And then I quit. I had learned enough in that job. I felt that I was losing my ability to be me. I felt that I was losing my passion for helping other people. I was getting lost in the politics, the policies and the ineffectual ways in which our society tries to “fix” things. It seemed that no matter how much I learned, the same patterns continued and the same mistakes were made over and over again. I was mad, hung over and jittery from nicotine use. My pants were tight and I had taken to hiding in my office. Instead of baking bread for colleagues on their birthdays, I found myself wanting to spank some of them after a stern talking to. I found myself getting less able to control my disdain for stupid policies, and if I heard some bullshit about teamwork making the dream work one more time, I might take someone out of the game. I had been putting out resumes and job applications for a while but had nothing lined up. Finally, I just handed in my resignation and hoped for the best. Starbucks, here I came. If I was lucky.

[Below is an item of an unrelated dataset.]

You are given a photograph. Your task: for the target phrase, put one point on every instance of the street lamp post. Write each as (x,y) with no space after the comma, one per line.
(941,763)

I did this because I was also losing my parenting skills, my ability to be a friend, my capacity to love my partner. I was beyond angry at what began to feel like being stuck in a job for the benefits. Stupid health insurance. Stupid retirement. Stupid mortgage. Stupid car payments. I was finding myself hating my inner peacemaker and ridiculing her for her refusal to brawl when others started to throw down. I questioned myself constantly. I felt more and more like I was pretending my way through my life instead of actually living it authentically. Like my life had become a terrible O Network example of how NOT to live your life. So…I quit.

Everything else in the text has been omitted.